# Regression task

In this notebook, we will:
- #### Simulate daily streamflow ($Q$) in a mountain using precipitation, snow, and temperature data
- First, necessary modules are imported.
- Then, the data is loaded and inspected.
- After that, ML starts...
- Making the pipeline.
- Using GridSearch.
- Checking results.

#### Make sure to:
- Get a notion of *how your ML model works*.
- *Select hyperparameters* to optimize.
- Execute *GridSearch*.
- Check model, particularly *test results*.
- Is the methodology *valid*?

#### About the models:
- Linear (https://scikit-learn.org/stable/modules/generated/sklearn.linear_model.LinearRegression.html)
- Polynomial (https://scikit-learn.org/stable/modules/generated/sklearn.preprocessing.PolynomialFeatures.html)
- Multilayer Perceptron (ANN) (https://scikit-learn.org/stable/modules/generated/sklearn.neural_network.MLPRegressor.html)
- Random Forests (https://scikit-learn.org/stable/modules/generated/sklearn.ensemble.RandomForestRegressor.html)
- Support-vector regression (https://scikit-learn.org/stable/modules/generated/sklearn.svm.SVR.html)

In [None]:
import numpy as np
import pandas as pd
import matplotlib.pyplot as plt
from sklearn.preprocessing import StandardScaler
from sklearn.decomposition import PCA
from sklearn.linear_model import Ridge
from sklearn.pipeline import Pipeline
from sklearn.model_selection import GridSearchCV, KFold
from sklearn.metrics import mean_squared_error

from sklearn.linear_model import LinearRegression
from sklearn.preprocessing import PolynomialFeatures
from sklearn.neural_network import MLPRegressor
from sklearn.ensemble import RandomForestRegressor
from sklearn.svm import SVR

## Load data

Let's load and look at the data using the *pandas* module (`pd.read_csv()`).
Also, we separate the test data to use at the end.


In [None]:
# This is all is takes to load it!
data = pd.read_csv('regression_data.csv', index_col=0, date_format='%m/%d/%Y')

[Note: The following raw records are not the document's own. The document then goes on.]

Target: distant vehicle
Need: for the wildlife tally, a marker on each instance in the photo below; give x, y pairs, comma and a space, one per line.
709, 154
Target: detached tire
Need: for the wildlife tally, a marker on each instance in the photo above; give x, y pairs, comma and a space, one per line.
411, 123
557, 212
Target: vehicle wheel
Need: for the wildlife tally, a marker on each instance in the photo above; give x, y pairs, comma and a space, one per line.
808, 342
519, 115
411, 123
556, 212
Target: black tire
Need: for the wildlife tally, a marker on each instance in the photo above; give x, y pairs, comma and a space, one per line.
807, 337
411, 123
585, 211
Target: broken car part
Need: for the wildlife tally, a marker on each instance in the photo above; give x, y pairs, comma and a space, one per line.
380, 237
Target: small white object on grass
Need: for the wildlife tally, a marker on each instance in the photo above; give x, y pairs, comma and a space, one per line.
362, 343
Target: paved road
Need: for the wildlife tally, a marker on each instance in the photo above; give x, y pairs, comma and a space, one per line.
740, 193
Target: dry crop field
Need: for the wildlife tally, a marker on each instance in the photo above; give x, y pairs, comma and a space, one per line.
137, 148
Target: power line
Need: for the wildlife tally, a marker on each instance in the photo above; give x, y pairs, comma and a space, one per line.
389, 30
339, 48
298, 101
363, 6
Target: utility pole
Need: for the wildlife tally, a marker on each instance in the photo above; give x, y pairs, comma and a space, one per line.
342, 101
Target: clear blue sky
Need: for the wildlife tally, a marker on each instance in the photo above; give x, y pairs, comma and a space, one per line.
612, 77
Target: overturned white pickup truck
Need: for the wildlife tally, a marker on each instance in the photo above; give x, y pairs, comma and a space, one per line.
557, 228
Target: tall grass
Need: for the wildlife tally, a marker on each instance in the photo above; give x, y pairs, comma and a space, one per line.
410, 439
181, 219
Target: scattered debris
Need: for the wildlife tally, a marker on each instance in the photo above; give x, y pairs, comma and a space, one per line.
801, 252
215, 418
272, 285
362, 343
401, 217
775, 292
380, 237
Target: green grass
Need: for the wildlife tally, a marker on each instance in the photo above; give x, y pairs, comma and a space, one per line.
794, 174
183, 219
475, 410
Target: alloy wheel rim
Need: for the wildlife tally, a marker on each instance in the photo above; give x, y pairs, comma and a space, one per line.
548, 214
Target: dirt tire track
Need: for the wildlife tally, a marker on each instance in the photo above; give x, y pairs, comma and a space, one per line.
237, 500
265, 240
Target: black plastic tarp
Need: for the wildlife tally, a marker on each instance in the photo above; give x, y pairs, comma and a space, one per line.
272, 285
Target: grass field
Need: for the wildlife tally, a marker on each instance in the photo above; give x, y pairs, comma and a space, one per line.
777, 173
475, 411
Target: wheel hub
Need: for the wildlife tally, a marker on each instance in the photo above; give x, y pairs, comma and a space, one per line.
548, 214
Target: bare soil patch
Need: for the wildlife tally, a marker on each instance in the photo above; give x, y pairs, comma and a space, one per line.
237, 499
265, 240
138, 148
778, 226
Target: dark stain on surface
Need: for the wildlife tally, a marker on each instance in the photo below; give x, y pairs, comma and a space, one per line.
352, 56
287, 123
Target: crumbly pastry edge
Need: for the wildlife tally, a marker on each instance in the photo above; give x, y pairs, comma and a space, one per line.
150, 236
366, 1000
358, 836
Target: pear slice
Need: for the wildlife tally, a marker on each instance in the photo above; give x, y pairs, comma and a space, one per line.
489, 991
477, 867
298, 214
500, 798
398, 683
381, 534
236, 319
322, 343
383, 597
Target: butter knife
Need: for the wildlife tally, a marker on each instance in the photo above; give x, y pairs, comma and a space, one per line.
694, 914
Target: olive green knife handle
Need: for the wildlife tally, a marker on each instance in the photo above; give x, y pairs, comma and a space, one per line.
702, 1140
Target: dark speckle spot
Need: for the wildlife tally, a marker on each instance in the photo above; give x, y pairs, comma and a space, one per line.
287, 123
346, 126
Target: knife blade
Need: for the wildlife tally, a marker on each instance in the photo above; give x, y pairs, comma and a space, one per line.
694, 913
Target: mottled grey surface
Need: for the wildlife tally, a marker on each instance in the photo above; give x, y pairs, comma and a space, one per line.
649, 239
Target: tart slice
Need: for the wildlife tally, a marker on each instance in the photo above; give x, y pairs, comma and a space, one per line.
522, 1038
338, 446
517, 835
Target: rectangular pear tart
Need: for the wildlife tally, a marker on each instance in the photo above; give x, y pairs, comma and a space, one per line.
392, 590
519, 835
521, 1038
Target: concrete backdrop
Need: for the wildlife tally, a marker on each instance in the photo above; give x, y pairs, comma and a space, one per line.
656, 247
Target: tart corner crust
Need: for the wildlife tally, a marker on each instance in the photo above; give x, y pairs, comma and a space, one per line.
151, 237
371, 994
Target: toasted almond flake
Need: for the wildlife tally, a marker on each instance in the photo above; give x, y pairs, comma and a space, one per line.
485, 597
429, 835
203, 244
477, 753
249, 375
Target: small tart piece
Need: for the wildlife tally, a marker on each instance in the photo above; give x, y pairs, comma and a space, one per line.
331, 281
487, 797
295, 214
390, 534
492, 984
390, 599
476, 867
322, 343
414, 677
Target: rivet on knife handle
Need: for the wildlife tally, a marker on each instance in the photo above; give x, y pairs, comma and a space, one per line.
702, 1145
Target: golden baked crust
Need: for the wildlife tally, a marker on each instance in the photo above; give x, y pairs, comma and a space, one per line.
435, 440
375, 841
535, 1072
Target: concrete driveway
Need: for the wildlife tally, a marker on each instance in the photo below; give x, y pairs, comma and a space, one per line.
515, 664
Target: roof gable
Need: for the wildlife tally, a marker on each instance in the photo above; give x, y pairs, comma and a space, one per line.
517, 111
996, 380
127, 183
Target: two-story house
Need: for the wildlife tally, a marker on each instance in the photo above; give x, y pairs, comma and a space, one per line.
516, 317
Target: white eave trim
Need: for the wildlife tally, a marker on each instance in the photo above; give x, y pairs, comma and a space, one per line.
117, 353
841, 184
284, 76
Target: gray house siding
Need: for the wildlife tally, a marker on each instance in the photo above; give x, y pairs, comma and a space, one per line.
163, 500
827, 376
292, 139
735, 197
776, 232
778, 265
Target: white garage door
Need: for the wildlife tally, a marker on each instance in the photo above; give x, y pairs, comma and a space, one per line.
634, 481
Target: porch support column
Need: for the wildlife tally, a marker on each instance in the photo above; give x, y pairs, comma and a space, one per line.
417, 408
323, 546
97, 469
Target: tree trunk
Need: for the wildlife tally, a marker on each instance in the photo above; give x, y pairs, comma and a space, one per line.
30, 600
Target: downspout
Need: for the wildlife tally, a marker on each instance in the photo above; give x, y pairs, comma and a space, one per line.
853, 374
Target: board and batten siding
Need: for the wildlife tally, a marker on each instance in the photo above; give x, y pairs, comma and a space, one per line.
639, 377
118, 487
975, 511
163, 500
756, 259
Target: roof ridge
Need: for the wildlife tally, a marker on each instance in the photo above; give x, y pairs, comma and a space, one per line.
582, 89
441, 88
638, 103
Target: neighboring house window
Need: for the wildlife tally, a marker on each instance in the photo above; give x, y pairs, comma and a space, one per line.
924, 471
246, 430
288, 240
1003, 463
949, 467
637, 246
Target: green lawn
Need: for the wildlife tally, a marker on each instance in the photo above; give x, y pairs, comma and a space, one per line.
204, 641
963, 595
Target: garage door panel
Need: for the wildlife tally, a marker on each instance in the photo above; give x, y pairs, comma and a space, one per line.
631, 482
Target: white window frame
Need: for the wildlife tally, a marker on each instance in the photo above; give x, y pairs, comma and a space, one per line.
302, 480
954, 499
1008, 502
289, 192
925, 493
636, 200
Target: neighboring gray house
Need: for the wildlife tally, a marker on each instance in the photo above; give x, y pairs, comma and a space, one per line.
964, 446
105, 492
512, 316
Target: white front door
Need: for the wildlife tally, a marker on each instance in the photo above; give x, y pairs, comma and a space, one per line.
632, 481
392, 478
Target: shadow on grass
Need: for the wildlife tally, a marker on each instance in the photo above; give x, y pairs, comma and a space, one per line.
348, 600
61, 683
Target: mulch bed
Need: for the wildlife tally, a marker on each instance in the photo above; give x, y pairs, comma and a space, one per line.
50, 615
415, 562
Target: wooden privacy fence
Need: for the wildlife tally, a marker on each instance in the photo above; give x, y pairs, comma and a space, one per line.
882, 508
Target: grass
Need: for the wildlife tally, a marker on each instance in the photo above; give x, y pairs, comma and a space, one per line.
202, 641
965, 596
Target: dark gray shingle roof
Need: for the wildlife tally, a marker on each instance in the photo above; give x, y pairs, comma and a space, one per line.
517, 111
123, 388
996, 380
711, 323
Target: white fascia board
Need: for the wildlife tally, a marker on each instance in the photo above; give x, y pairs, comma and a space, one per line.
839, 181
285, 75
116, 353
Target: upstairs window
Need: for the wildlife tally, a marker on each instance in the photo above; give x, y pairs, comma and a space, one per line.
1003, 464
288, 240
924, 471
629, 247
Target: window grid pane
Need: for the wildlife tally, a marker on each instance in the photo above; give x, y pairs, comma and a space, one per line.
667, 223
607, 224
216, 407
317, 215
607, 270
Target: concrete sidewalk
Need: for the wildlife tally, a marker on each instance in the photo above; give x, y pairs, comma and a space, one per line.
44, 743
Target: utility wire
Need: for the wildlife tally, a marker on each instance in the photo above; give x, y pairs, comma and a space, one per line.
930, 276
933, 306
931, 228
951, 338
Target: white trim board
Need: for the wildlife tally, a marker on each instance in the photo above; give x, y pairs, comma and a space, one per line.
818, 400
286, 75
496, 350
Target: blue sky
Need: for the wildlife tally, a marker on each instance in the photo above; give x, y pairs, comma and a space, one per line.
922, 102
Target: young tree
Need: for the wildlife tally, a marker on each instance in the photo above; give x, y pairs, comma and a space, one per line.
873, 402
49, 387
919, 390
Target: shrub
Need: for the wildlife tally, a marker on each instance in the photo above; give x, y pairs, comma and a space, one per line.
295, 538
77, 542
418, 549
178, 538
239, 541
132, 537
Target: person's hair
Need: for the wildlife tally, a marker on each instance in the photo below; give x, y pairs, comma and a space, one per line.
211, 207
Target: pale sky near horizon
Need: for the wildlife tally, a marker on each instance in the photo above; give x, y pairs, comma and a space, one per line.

# To split the data by dates

X = data.loc[data.index<'2021-01-01', :].iloc[:, 1:]
y = data.loc[data.index<'2021-01-01', :].iloc[:, 0]
X_test = data.loc[data.index>='2021-01-01', :].iloc[:, 1:]
y_test = data.loc[data.index>='2021-01-01', :].iloc[:, 0]

# To print
data

## How does it look?

Now we use pandas (`data.plot()`) to create a few plots.  
Its works with `matplotlib`, similarly to `plt.plot()`.

In [None]:
# Create a 2x2 grid of subplots
fig, axs = plt.subplots(2, 2, figsize=(15, 10))
axs = axs.flatten()

# Plot 1: Q (Discharge)
data.loc[:, ['Q']].plot(color='steelblue', label='Q [m3/s]', ax=axs[0])
axs[0].set_title('Discharge (Q) [m3/s]')
axs[0].set_xlabel('Date')
axs[0].set_ylabel('Q [m3/s]')
axs[0].legend()
axs[0].grid(True)

# Plot 2: All Precipitations
# (Assuming the base precipitation columns; adjust if you want to include lag or sum columns)
precip_cols = ['Precipitation__1', 'Precipitation__2', 'Precipitation__3',
              'Precipitation_lag1__1', 'Precipitation_lag1__2', 'Precipitation_lag1__3',
              'Precipitation_lag2__1', 'Precipitation_lag2__2', 'Precipitation_lag2__3',
              'Precipitation_lag3__1', 'Precipitation_lag3__2', 'Precipitation_lag3__3',
              'Precipitation_sum5__1', 'Precipitation_sum5__2', 'Precipitation_sum5__3',
              ]
data.loc[:, precip_cols].plot(ax=axs[1])
axs[1].set_title('Precipitations [mm/day]')
axs[1].set_xlabel('Date')
axs[1].set_ylabel('P [mm/day]')
axs[1].legend()
axs[1].grid(True)

# Plot 3: All Snows
snow_cols = ['Snow__1', 'Snow__2', 'Snow__3']
data.loc[:, snow_cols].plot(ax=axs[2])
axs[2].set_title('Snow water equivalent [m]')
axs[2].set_xlabel('Date')
axs[2].set_ylabel('SWE [m]')
axs[2].legend()
axs[2].grid(True)

# Plot 4: All Temperatures
temp_cols = ['Temperature__1', 'Temperature__2', 'Temperature__3']
data.loc[:, temp_cols].plot(ax=axs[3])
axs[3].set_title('Temperature [C]')
axs[3].set_xlabel('Date')
axs[3].set_ylabel('T [C]')
axs[3].legend()
axs[3].grid(True)

plt.tight_layout()
plt.show()

## Hyperparameter tuning with grid search

Now we perform a grid search with k-fold cross-validation to tune hyperparameters.  
Make sure you choose the correct ones. Check the docs and think about the model.  
Use only a few combinations to keep the grid search fast.  


In [None]:
# Create a pipeline (using placeholders for hyperparameters to be tuned)
pipeline = Pipeline([
    ('scaler', StandardScaler()),
    ('pca', PCA()),
    ('regressor', # YOUR REGRESSOR HERE),  
])

# Define the parameter grid for tuning
param_grid = {
    #'pca__n_components': [2, 4, 10], # Try different dimensionalities
    # HYPERPARAMETERS HERE
}

# Set up k-fold cross-validation
cv = KFold(n_splits=3, shuffle=True, random_state=42)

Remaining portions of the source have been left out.